Milliardenschwere Oligarchen und Investoren haben die totale Macht im englischen Profi-Fußball. Das soll sich in Zukunft ändern – zumindest ein bisschen: Großbritanniens Regierung will mit einer unabhängigen Aufsicht die Auswüchse bei den Klubs eindämmen und das System gerechter machen. Die neue Behörde soll Vereine bestrafen können, die finanzielle Regeln und andere Vorschriften brechen, wie britische Medien berichteten. Außerdem soll es einen neuen Test für potenzielle Klubeigentümer vor Übernahmen geben und Fans sollen mehr Mitsprache erhalten.

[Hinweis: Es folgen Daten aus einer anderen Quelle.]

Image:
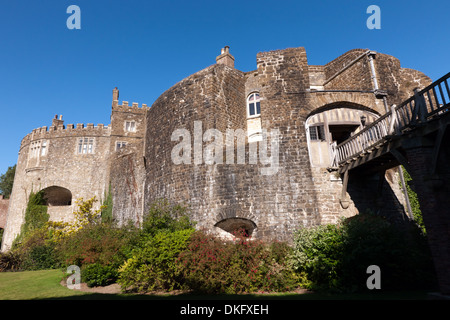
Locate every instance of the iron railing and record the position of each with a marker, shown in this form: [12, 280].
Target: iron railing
[424, 105]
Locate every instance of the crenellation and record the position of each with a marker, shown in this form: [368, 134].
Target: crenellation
[133, 153]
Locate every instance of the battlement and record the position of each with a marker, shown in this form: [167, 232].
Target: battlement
[62, 131]
[125, 107]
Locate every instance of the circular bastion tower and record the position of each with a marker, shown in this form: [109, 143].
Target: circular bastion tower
[69, 162]
[279, 176]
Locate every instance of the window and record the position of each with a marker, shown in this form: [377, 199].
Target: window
[37, 148]
[85, 145]
[120, 144]
[253, 105]
[130, 126]
[44, 148]
[317, 133]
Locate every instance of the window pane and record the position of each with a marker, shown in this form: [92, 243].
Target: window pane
[313, 133]
[251, 109]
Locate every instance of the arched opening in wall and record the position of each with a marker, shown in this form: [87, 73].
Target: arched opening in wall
[57, 196]
[328, 127]
[237, 226]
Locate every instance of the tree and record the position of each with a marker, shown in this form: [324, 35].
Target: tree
[6, 181]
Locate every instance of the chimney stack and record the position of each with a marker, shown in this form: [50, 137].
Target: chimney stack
[115, 96]
[57, 122]
[225, 57]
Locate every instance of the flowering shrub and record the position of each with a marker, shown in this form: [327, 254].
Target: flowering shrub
[103, 243]
[82, 217]
[212, 265]
[98, 275]
[153, 266]
[336, 257]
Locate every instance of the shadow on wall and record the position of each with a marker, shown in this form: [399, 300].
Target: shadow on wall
[373, 193]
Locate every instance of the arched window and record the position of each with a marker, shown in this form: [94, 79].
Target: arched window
[253, 105]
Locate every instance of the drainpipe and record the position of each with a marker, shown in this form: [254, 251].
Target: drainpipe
[370, 55]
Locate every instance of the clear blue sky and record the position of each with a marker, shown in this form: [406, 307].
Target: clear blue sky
[144, 47]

Die britische Regierung reagiert damit auf die Turbulenzen in den vergangenen Jahren. In schlechter Erinnerung ist das Vorhaben, eine europäische Super League einzuführen. Die Großklubs Manchester City, Manchester United, FC Liverpool, FC Chelsea, Arsenal London und Tottenham Hotspur hatten ihre Pläne erst zurückgezogen, nachdem englische Fußball-Fans auf die Barrikaden gegangen waren. Der jüngste Aufreger war die Übernahme von Newcastle United durch einen saudischen Staatsfond, der dem Mittelklasseklub quasi unbegrenzte finanzielle Mittel zur Verfügung stellt.
Klubbesitzer sollen strenger überprüft werden
Schon Ende vergangenen Jahres hatte die konservative Abgeordnete Tracey Crouch einen Bericht vorgelegt, der sich detailliert mit den Problemen und Mängeln im englischen Fußball auseinandersetzt und zahlreiche Vorschläge zur Verbesserung der Lage beinhaltete. Jetzt signalisierte die britische Regierung Zustimmung zu den Vorschlägen. Wie genau und wann sie umgesetzt werden, ist allerdings offen.
Die wichtigsten Veränderungen: Klubbesitzer sollen nicht nur beim Kauf eines Vereins überprüft werden, sondern auch danach unter Beobachtung stehen. Grundsätzlich sollen Vereine besser geschützt werden vor den Pleiten ihrer Besitzer oder willkürlichen Entscheidungen. Es soll beispielsweise überprüft werden, woher das Geld für die Übernahme stammt, welche geschäftlichen Verbindungen es gibt und was für Geschäfte der Käufer in seiner Vergangenheit so getrieben hat.
Um finanzielle Ungleichheit etwas abzumildern, schlägt Couch eine Transferabgabe vor. Wenn ein Klub einen Profi kauft, soll ein Teil der Ablöse an den Breitensport fließen. Im Gespräch sind zehn Prozent.
Premier League lehnt Pläne ab
Besonderes bedeutend ist die Einführung von größeren Mitspracherechten der Fans, die ebenfalls festgelegt werden. Einsame Entscheidungen von profitorientierten Investoren wie zum Beispiel bei der Unterstützung einer europäischen Super League, der Verkauf des Stadionnamens oder die Veränderung eines Vereinswappens sind dann ohne Zustimmung der Anhänger nicht mehr möglich.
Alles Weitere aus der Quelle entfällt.